Het CJIB heeft meermalen contact gehad met veroordeelde om een adequaat betalingsvoorstel te doen. In eerste instantie werd een bedrag van € 12,40 per maand afgesproken. Volgens het CJIB is veroordeelde meermalen met grote bedragen aangehouden en is dit in beslaggenomen en is daarmee een deel van de ontnemingsvordering afbetaald. Hij is sinds 2 februari 2021 uitgeschreven door de gemeente Oosterhout en kwam er een adres in Vlissingen naar voren. Veroordeelde is aldaar aangeschreven, maar er is nooit enige reactie dan wel betaling ontvangen.

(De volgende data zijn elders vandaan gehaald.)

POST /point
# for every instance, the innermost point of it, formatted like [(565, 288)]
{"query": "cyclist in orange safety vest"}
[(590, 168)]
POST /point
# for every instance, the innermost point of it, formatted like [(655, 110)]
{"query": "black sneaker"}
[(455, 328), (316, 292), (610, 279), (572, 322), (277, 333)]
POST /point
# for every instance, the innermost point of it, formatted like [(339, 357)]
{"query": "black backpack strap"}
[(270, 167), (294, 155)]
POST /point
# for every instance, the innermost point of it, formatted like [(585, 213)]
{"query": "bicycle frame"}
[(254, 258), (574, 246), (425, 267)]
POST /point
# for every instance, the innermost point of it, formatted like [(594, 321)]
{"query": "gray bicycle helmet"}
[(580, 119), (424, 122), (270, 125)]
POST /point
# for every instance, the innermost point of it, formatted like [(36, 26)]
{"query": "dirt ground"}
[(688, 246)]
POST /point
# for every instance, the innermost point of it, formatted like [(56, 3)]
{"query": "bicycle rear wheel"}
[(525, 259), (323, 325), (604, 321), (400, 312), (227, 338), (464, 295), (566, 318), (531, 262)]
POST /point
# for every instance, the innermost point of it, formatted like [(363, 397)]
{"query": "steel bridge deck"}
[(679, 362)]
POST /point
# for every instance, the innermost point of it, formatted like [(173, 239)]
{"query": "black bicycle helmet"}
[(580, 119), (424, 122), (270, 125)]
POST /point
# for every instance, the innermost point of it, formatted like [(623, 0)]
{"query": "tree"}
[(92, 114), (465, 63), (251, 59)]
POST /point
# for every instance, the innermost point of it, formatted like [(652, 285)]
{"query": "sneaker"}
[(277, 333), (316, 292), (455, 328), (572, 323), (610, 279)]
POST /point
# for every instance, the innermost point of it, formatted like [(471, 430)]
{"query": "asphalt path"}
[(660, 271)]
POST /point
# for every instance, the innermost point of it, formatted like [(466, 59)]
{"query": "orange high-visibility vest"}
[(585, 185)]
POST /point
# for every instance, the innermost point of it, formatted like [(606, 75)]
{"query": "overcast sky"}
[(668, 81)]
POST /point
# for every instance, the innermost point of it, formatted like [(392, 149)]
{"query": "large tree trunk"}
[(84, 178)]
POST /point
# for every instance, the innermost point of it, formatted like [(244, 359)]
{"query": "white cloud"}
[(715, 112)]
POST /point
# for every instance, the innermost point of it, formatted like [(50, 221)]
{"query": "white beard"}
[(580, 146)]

De rechtbank is met de officier van justitie van oordeel dat niet is aangetoond dat er sprake is van betalingsonmacht. Het CJIB heeft veroordeelde niet kunnen bereiken, terwijl veroordeelde wist dat hem een verplichting tot betaling was opgelegd. Gelet op deze omstandigheden, zal de rechtbank de vordering van de officier van justitie toewijzen en een machtiging verlenen tot toepassing van gijzeling voor de duur van 540 dagen.

Beslissing

De rechtbank wijst de vordering toe en machtigt de officier van justitie tot de toepassing van gijzeling voor de duur van 540 dagen.
Deze beslissing is gegeven door
Mr. N. van der Ploeg-Hogervorst voorzitter,
Mr. C.H.W.M. Sterk en mr. A.B. Scheltema Beduin rechters,
in tegenwoordigheid van G.T.A. Schuurmans-Knoop, griffier,
en in het openbaar uitgesproken op 6 september 2023.
Mr. Van der Ploeg-Hogervorst en mr. Scheltema Beduin zijn niet in de gelegenheid deze beslissing mede te ondertekenen.